Three Treasures: How I Rely and Take Refuge in Them
By Jarrett Wong
Good Morning, Everybody.
Thank you all for being here today. Although I’ve been attending church events and activities such as Obon and Nakayoshi Gakko since I was as little as I can remember, I’ve only really started to attend Sunday Services consistently just this past year.

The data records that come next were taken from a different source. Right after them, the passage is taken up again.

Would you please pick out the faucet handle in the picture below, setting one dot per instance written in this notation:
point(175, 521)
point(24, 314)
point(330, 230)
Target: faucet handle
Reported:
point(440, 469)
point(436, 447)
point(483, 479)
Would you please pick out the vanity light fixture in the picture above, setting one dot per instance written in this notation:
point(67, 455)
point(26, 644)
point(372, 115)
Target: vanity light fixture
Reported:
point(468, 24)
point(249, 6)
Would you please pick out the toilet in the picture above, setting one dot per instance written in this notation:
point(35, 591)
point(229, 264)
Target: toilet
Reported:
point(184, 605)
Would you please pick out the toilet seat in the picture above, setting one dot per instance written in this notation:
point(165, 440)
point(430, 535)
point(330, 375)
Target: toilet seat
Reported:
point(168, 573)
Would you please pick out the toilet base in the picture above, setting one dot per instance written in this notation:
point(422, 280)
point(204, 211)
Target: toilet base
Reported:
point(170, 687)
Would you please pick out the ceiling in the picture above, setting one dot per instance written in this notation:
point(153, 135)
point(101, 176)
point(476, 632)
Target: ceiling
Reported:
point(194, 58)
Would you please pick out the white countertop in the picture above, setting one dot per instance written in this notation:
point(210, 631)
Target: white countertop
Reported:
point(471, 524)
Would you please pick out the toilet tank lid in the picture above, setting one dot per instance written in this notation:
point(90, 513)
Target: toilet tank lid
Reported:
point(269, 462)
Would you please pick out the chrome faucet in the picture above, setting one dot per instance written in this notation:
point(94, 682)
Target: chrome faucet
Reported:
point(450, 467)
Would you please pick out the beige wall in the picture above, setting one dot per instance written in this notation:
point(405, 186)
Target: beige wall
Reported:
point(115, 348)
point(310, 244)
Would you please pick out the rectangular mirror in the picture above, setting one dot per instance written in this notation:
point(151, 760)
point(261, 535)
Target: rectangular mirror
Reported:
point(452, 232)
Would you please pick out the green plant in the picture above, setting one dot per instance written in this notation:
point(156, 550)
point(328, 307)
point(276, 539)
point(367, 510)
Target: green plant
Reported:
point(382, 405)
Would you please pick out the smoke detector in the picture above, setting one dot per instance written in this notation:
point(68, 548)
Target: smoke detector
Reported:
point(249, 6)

That’s why I was so hesitant to join YBA my freshman year. I thought that knowing “The Golden Chain” by heart was like a prerequisite to join. Now, 4 years later, I just finished my term as Coast District Youth Buddhist League President and walked the stage at graduation with my Monto Shikisho around my neck. However, I still do need Page 9 to recite “The Golden Chain” every Sunday. Now, as I said, I’ve only been going to church for about a year now. So I’m going to try my best to give this speech and be as accurate as possible, but, if I do get anything wrong, Reverend Mukojima, please feel free to run up to the podium to correct me. In Buddhism, not just in Jodo Shinshu Buddhism, but in general, we have this thing called the Threefold Refuge or TheThree Treasures, those being the Buddha, the Dharma, and the Sangha. Now a Buddhist is one who takes refuge in each of these three treasures. So today, I wanted to give my take on each of the three treasures and how I rely and take refuge in them.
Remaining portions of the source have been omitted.